Sexual Abuse in Nursing Homes

Records from the Centers for Disease Control and Prevention (CDC) show that as of February 2015, there are 15,700 nursing home facilities in the US. Nursing homes, also known as skilled nursing facilities, are places for people who can no longer be given the necessary care at home, but who don’t really need to be in a hospital. These people may be: elders, usually 65 years old; individuals who, because of their illness (such as Alzheimer’s or Parkinson’s), require extra care and assistance; and, those needing rehabilitation therapies. According CDC record also, the present number of residents in nursing homes total to 1.4 million.

Due to the frequency of nursing home abuses (as reported over the news), many families are rather opting for assisted living, visiting home health services or caregiving (which will allow older adults to stay at home), especially if the need is custodial care rather than skilled medical attention.

According to the website of Habush Habush & Rottier S.C. ®, the most common forms of abuse nursing home residents are made to suffer include physical abuse, financial abuse, emotional abuse and, the most degrading and wicked of all, sexual abuse. This last type of abusive conduct is committed in various ways, including showing of pornographic materials, forced nudity, fondling, forcing another resident to kiss or touch the victim and, worst of all, forced penetrative acts.
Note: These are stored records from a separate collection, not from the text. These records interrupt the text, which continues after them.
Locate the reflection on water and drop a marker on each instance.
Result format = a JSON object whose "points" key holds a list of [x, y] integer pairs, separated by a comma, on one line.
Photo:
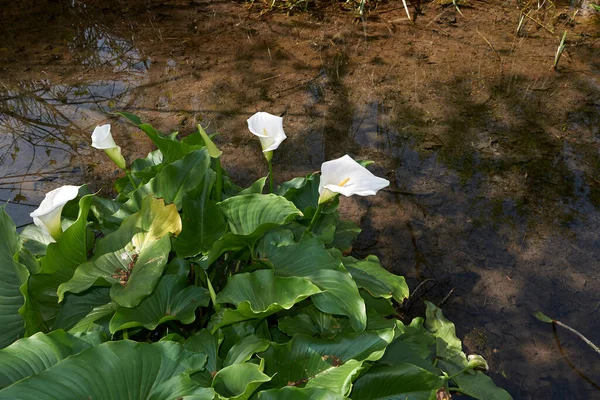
{"points": [[509, 228], [45, 124]]}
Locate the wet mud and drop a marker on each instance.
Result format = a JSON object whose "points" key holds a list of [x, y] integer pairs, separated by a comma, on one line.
{"points": [[493, 155]]}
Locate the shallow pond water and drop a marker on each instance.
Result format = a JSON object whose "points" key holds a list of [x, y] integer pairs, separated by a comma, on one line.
{"points": [[494, 157]]}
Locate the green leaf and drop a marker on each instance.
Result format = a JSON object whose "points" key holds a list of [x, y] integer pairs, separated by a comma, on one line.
{"points": [[171, 183], [61, 260], [415, 346], [246, 213], [35, 240], [206, 343], [340, 296], [304, 258], [171, 149], [401, 381], [313, 322], [34, 354], [244, 349], [14, 275], [345, 233], [78, 306], [543, 317], [180, 177], [294, 393], [338, 379], [472, 383], [260, 293], [239, 381], [133, 257], [371, 276], [96, 320], [303, 357], [172, 300], [309, 258], [115, 370], [447, 343], [203, 221]]}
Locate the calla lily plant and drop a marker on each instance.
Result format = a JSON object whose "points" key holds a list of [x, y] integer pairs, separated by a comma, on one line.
{"points": [[47, 215], [345, 176], [269, 129], [102, 140]]}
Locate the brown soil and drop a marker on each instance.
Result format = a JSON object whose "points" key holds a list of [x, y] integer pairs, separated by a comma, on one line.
{"points": [[493, 155]]}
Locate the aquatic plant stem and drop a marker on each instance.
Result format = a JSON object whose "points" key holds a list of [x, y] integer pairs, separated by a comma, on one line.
{"points": [[315, 217], [270, 176], [586, 340], [219, 188]]}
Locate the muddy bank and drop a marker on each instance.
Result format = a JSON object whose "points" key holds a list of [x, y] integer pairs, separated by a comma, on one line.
{"points": [[493, 156]]}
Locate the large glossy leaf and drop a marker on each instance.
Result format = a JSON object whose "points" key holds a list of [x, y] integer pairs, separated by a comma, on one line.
{"points": [[32, 355], [371, 276], [206, 343], [340, 296], [115, 370], [261, 293], [243, 350], [295, 393], [309, 258], [246, 213], [338, 379], [303, 357], [203, 221], [61, 260], [473, 383], [169, 146], [313, 322], [239, 381], [12, 276], [172, 183], [96, 320], [133, 257], [401, 381], [77, 306], [297, 259], [172, 300], [447, 343]]}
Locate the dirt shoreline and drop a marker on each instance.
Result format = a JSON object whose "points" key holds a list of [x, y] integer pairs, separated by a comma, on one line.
{"points": [[493, 156]]}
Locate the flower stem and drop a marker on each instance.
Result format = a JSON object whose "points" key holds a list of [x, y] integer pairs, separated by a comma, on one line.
{"points": [[131, 180], [270, 176], [315, 217], [219, 188]]}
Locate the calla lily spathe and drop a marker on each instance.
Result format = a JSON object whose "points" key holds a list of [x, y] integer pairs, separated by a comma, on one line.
{"points": [[347, 177], [102, 140], [269, 129], [47, 215]]}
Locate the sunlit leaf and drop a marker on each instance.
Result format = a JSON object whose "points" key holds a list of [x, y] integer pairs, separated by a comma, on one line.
{"points": [[13, 276], [115, 370], [401, 381], [239, 381]]}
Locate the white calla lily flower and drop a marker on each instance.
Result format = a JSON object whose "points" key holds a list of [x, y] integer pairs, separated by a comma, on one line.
{"points": [[47, 215], [347, 177], [102, 140], [269, 129]]}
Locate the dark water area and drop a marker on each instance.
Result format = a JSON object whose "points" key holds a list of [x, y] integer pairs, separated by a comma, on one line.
{"points": [[494, 157]]}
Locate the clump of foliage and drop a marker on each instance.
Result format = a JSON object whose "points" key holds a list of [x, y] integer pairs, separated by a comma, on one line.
{"points": [[167, 293]]}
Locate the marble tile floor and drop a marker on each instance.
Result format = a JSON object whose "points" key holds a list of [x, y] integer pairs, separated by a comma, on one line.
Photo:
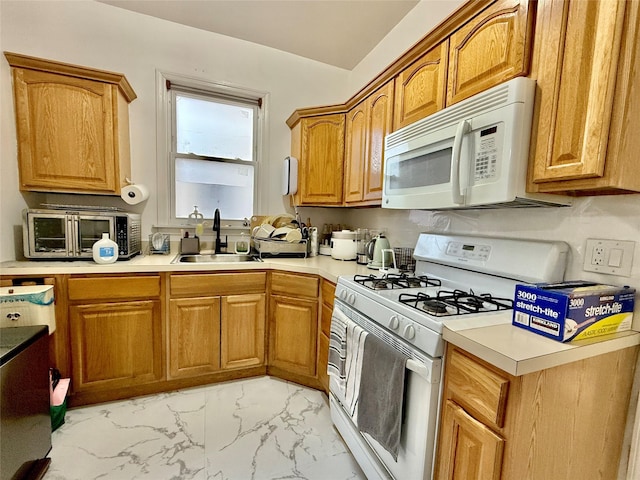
{"points": [[258, 428]]}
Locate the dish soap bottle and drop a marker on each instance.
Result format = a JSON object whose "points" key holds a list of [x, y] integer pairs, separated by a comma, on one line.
{"points": [[105, 250]]}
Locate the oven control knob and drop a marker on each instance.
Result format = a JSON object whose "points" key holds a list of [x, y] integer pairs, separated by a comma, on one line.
{"points": [[409, 332]]}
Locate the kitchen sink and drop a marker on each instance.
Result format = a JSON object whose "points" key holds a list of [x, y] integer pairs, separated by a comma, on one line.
{"points": [[214, 258]]}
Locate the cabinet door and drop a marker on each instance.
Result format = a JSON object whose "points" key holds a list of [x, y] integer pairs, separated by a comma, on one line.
{"points": [[321, 166], [116, 345], [490, 49], [355, 152], [575, 90], [242, 330], [293, 334], [380, 118], [468, 449], [67, 133], [194, 336], [420, 89]]}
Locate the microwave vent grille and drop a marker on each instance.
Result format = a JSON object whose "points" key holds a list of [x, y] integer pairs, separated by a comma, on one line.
{"points": [[517, 202], [513, 91]]}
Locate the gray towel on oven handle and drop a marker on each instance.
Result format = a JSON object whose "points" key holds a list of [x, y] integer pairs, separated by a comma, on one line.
{"points": [[337, 345], [382, 393]]}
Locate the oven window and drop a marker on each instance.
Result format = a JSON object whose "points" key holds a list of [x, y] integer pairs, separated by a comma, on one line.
{"points": [[423, 171], [49, 234]]}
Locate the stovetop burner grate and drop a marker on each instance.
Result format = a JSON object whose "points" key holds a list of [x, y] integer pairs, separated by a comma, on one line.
{"points": [[396, 281], [456, 302]]}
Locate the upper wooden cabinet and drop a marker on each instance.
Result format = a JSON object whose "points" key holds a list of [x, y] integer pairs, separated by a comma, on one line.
{"points": [[491, 48], [367, 125], [587, 68], [72, 126], [421, 87], [318, 143], [480, 45]]}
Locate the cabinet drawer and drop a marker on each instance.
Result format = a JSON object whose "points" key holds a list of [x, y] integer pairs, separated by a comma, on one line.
{"points": [[112, 288], [328, 293], [218, 284], [294, 285], [479, 390]]}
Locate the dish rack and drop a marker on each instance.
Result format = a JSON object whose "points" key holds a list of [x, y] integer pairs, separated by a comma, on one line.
{"points": [[280, 248]]}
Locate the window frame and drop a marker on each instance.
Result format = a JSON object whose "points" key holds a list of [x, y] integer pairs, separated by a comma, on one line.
{"points": [[165, 141]]}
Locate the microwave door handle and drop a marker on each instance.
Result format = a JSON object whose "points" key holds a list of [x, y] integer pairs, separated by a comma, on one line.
{"points": [[75, 242], [463, 128]]}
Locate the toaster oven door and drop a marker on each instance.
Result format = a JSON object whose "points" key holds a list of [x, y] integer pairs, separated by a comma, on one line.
{"points": [[49, 235]]}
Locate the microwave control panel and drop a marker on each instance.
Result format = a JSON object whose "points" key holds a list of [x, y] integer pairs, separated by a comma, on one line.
{"points": [[469, 251], [487, 152]]}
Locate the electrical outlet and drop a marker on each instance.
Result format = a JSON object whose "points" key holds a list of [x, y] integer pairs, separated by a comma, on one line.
{"points": [[613, 257], [597, 257]]}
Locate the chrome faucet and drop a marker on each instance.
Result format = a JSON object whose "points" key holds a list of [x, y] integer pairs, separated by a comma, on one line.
{"points": [[216, 228]]}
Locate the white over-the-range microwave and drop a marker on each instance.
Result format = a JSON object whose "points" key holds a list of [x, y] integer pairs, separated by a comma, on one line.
{"points": [[472, 154]]}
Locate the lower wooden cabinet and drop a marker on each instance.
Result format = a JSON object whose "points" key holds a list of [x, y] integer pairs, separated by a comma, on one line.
{"points": [[243, 330], [216, 327], [469, 449], [194, 336], [293, 334], [561, 423], [293, 325], [116, 338]]}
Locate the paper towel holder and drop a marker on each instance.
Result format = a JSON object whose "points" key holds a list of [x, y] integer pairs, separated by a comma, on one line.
{"points": [[134, 194]]}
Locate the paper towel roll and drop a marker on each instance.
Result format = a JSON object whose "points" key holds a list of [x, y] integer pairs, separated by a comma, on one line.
{"points": [[134, 194]]}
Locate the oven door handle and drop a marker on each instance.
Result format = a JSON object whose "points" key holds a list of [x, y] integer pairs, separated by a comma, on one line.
{"points": [[419, 368]]}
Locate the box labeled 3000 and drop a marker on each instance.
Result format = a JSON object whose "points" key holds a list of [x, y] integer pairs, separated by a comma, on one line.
{"points": [[573, 310]]}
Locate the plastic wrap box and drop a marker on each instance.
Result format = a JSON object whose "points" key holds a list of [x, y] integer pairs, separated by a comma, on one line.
{"points": [[573, 310]]}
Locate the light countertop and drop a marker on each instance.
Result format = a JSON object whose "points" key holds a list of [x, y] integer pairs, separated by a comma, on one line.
{"points": [[518, 351], [490, 337], [321, 265]]}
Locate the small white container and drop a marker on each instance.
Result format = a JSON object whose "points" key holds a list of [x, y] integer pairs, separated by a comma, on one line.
{"points": [[105, 250], [343, 245]]}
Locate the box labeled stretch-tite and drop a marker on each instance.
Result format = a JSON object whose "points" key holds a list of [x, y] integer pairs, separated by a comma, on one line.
{"points": [[573, 310]]}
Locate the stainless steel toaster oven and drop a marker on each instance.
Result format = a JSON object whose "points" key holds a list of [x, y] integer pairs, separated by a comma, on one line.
{"points": [[69, 233]]}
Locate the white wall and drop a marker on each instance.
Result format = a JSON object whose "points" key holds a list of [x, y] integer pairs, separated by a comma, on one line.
{"points": [[101, 36], [420, 20]]}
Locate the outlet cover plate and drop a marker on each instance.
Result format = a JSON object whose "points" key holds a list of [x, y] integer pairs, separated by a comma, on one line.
{"points": [[612, 257]]}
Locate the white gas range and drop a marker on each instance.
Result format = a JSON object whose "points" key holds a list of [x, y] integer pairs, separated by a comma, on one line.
{"points": [[456, 277]]}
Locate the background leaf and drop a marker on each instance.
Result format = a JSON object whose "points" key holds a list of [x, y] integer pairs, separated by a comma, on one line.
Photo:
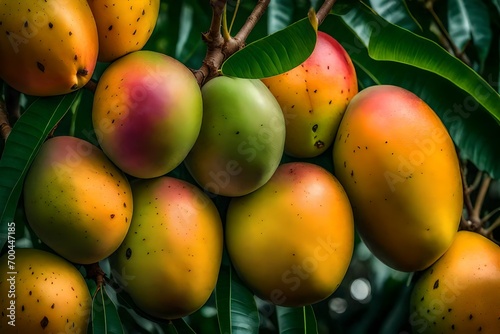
{"points": [[238, 313], [295, 320], [274, 54], [472, 127], [469, 21], [21, 147]]}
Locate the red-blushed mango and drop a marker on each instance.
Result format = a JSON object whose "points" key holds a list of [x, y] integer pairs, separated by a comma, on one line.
{"points": [[291, 241], [123, 26], [460, 292], [171, 257], [48, 47], [401, 172], [241, 140], [47, 294], [147, 113], [76, 201], [313, 97]]}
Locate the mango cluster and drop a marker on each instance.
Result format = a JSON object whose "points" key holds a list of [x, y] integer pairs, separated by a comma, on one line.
{"points": [[289, 226]]}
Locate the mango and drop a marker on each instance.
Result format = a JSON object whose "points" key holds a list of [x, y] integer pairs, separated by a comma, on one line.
{"points": [[241, 140], [169, 262], [400, 169], [48, 47], [291, 241], [76, 201], [313, 97], [147, 113], [123, 26], [459, 293], [42, 293]]}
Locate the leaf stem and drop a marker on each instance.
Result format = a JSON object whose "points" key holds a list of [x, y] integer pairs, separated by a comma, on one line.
{"points": [[476, 213], [5, 128], [324, 10]]}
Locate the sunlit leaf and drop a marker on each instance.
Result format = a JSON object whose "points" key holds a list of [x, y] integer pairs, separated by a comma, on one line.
{"points": [[396, 12], [22, 145], [469, 20], [273, 54], [399, 45], [471, 126], [280, 14], [237, 310], [105, 318], [295, 320]]}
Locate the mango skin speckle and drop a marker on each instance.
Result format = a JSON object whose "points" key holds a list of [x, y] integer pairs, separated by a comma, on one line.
{"points": [[313, 97], [400, 169], [76, 201], [51, 295], [169, 262], [147, 113], [48, 47], [459, 293], [123, 26]]}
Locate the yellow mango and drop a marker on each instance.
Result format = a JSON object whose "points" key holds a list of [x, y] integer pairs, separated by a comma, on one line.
{"points": [[401, 172], [291, 240], [313, 97], [76, 201], [460, 292], [123, 26], [46, 294], [169, 262], [48, 47]]}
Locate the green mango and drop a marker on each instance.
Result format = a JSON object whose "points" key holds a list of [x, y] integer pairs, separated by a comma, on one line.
{"points": [[147, 113], [242, 137]]}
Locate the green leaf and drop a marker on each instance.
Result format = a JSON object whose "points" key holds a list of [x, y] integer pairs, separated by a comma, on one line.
{"points": [[105, 318], [471, 126], [294, 320], [21, 147], [399, 45], [470, 21], [182, 327], [273, 54], [397, 13], [236, 307], [280, 14]]}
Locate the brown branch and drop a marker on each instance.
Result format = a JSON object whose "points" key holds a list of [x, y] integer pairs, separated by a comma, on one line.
{"points": [[91, 85], [324, 10], [252, 20], [5, 127]]}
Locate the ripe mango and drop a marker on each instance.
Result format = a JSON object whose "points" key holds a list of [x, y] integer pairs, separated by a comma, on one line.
{"points": [[123, 26], [459, 293], [48, 47], [47, 294], [400, 169], [314, 96], [76, 201], [147, 113], [291, 241], [241, 141], [169, 262]]}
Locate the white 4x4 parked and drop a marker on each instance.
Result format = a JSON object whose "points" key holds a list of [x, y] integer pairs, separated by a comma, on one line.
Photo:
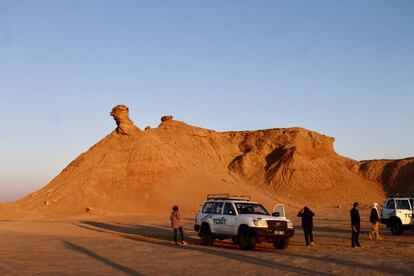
{"points": [[398, 213], [247, 223]]}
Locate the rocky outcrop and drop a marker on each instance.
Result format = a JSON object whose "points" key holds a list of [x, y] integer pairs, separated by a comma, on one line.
{"points": [[397, 176], [125, 124], [132, 171]]}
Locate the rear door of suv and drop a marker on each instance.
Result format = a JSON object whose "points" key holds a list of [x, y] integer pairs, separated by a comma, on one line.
{"points": [[218, 219]]}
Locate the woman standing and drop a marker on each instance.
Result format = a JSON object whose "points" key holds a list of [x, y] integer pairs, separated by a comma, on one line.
{"points": [[175, 219]]}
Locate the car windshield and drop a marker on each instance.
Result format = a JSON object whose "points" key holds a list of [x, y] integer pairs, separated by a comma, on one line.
{"points": [[251, 208]]}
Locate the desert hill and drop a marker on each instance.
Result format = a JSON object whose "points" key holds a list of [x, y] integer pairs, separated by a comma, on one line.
{"points": [[145, 171], [397, 176]]}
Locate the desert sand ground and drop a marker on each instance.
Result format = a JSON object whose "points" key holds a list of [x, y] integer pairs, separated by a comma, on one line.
{"points": [[142, 245]]}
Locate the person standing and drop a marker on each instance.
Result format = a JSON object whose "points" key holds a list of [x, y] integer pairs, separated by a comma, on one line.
{"points": [[175, 219], [307, 224], [374, 219], [355, 225]]}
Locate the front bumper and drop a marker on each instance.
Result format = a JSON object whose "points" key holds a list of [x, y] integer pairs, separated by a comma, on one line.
{"points": [[196, 227], [384, 221]]}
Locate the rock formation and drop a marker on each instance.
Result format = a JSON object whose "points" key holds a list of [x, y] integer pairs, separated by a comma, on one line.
{"points": [[397, 176], [125, 124], [132, 171]]}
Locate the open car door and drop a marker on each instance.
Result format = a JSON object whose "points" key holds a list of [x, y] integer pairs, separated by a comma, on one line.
{"points": [[279, 211]]}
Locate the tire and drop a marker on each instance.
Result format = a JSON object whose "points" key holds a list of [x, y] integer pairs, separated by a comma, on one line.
{"points": [[206, 237], [235, 240], [281, 243], [246, 240], [396, 227]]}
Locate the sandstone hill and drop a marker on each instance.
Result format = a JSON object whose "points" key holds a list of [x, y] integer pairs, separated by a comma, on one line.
{"points": [[397, 176], [146, 171]]}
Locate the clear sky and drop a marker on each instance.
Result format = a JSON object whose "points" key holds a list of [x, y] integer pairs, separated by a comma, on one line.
{"points": [[342, 68]]}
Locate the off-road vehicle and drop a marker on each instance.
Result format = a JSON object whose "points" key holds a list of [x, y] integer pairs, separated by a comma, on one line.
{"points": [[398, 213], [235, 217]]}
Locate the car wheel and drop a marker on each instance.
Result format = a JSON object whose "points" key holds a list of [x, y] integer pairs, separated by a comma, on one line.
{"points": [[281, 243], [396, 227], [235, 240], [206, 237], [246, 240]]}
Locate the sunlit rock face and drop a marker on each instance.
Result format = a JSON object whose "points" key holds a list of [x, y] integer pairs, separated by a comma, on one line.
{"points": [[125, 124]]}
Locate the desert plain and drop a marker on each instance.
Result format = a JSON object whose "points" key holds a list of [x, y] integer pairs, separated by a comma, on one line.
{"points": [[143, 245]]}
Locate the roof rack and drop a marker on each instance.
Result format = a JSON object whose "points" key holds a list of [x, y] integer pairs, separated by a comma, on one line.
{"points": [[228, 197], [402, 195]]}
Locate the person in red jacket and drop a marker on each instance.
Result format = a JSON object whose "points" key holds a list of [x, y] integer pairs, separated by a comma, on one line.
{"points": [[355, 225], [175, 219]]}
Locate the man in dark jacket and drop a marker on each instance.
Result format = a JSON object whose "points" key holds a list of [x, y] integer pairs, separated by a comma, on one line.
{"points": [[355, 225], [307, 224]]}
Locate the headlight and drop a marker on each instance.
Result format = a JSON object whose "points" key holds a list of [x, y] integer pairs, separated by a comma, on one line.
{"points": [[260, 223]]}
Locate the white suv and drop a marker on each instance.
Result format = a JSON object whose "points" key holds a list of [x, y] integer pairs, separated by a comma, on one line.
{"points": [[398, 213], [245, 222]]}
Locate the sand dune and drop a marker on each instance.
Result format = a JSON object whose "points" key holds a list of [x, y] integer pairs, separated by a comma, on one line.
{"points": [[133, 171]]}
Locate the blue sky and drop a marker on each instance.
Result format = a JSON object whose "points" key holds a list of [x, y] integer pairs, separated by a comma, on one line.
{"points": [[342, 68]]}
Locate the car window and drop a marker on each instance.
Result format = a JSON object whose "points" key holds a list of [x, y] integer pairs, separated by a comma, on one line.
{"points": [[391, 204], [403, 204], [217, 208], [251, 208], [229, 209], [207, 207]]}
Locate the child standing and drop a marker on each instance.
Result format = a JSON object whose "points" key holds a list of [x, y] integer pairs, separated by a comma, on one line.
{"points": [[175, 219]]}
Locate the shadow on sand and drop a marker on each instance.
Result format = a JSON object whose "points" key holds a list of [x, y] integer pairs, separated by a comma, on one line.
{"points": [[99, 258], [163, 236]]}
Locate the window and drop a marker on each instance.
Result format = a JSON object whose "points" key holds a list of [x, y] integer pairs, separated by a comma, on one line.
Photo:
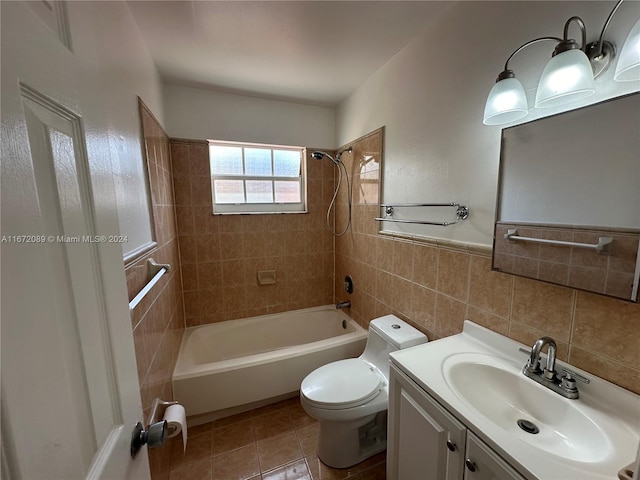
{"points": [[255, 178]]}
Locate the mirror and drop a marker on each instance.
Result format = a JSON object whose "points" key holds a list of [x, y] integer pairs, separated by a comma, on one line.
{"points": [[568, 209]]}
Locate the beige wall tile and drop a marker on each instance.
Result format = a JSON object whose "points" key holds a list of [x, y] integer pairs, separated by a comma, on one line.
{"points": [[490, 291], [453, 274], [543, 306], [621, 374], [609, 327], [486, 319], [425, 266], [450, 316]]}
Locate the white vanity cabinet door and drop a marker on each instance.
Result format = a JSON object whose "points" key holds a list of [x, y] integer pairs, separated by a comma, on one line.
{"points": [[482, 463], [424, 441]]}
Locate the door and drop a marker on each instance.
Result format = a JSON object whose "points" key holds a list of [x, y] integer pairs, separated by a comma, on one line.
{"points": [[482, 463], [425, 441], [70, 392]]}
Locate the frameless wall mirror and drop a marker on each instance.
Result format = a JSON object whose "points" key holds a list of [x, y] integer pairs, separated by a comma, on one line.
{"points": [[568, 209]]}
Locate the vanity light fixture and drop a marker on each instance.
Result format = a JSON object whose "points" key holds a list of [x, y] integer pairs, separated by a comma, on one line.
{"points": [[569, 75]]}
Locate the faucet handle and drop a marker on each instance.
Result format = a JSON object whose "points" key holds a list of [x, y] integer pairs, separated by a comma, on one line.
{"points": [[571, 375]]}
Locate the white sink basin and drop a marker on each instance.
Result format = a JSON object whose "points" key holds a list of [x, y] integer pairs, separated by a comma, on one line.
{"points": [[491, 387], [477, 376]]}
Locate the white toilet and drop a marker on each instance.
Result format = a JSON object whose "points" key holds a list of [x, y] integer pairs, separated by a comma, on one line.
{"points": [[350, 397]]}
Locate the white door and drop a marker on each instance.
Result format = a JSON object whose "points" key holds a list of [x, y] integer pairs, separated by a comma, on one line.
{"points": [[70, 393]]}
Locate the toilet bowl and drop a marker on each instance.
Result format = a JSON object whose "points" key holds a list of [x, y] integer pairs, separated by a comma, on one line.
{"points": [[350, 397]]}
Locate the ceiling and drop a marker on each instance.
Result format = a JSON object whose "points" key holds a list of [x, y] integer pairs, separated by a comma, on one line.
{"points": [[314, 52]]}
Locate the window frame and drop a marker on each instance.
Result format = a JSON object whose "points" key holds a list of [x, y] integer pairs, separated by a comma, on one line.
{"points": [[254, 208]]}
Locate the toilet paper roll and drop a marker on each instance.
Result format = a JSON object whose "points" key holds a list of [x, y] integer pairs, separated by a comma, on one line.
{"points": [[176, 418]]}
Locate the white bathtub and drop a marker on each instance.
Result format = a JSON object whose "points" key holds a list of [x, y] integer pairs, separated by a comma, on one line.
{"points": [[241, 362]]}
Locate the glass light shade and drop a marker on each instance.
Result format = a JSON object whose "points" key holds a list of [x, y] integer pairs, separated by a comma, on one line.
{"points": [[506, 102], [566, 77], [628, 68]]}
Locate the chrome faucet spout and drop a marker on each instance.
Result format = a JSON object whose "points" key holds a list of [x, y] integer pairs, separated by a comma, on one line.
{"points": [[534, 367]]}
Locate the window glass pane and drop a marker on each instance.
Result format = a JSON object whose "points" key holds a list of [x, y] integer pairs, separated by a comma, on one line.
{"points": [[225, 160], [259, 191], [228, 191], [286, 163], [257, 161], [287, 191]]}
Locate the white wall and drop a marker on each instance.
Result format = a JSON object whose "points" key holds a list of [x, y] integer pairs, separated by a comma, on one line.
{"points": [[205, 114], [430, 97], [106, 38]]}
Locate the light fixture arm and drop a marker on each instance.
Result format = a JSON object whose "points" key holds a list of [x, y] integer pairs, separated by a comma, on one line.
{"points": [[524, 45], [601, 42], [583, 32]]}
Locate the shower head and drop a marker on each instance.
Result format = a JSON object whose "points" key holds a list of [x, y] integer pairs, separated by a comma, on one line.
{"points": [[318, 155], [349, 150]]}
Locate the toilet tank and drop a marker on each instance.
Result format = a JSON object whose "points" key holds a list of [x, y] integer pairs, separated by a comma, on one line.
{"points": [[388, 334]]}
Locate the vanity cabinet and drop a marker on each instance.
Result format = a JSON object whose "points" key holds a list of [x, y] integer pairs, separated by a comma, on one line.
{"points": [[426, 442]]}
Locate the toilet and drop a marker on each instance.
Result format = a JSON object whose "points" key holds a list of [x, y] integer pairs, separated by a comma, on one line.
{"points": [[350, 397]]}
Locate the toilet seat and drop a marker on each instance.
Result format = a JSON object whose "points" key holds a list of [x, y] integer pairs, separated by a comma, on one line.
{"points": [[342, 384]]}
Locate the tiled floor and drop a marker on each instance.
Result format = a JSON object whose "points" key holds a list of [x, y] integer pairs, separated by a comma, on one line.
{"points": [[275, 442]]}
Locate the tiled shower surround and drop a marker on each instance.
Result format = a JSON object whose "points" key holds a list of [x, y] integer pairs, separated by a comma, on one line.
{"points": [[221, 254], [434, 285], [158, 320]]}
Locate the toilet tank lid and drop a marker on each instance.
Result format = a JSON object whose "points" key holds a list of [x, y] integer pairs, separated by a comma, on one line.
{"points": [[398, 333]]}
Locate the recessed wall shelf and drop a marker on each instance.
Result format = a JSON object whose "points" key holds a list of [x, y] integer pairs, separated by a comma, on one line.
{"points": [[462, 213]]}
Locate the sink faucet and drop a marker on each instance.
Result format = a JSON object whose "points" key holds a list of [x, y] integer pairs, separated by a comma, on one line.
{"points": [[563, 385], [534, 359]]}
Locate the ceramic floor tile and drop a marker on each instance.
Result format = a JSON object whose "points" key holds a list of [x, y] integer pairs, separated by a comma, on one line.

Despite the gravity of the offense, sexual abuse turns out to be the least reported type of abuse due to the humiliation that the victim feels. And, rather than reveal the abuses that he/she is being made to suffer, the victim rather becomes withdrawn, silent, sensitive to touch, evasive of eye contact and low-esteemed. Often sexually abused victims also sustain laceration or other wounds which he/she would refuse to explain the cause of.

These wounds can be a basis for a personal injury lawsuit. Any type of abuse in nursing homes, especially sexual abuse, should be addressed directly and immediately to save the victim from further harm, or any other resident from becoming the next target of abuse.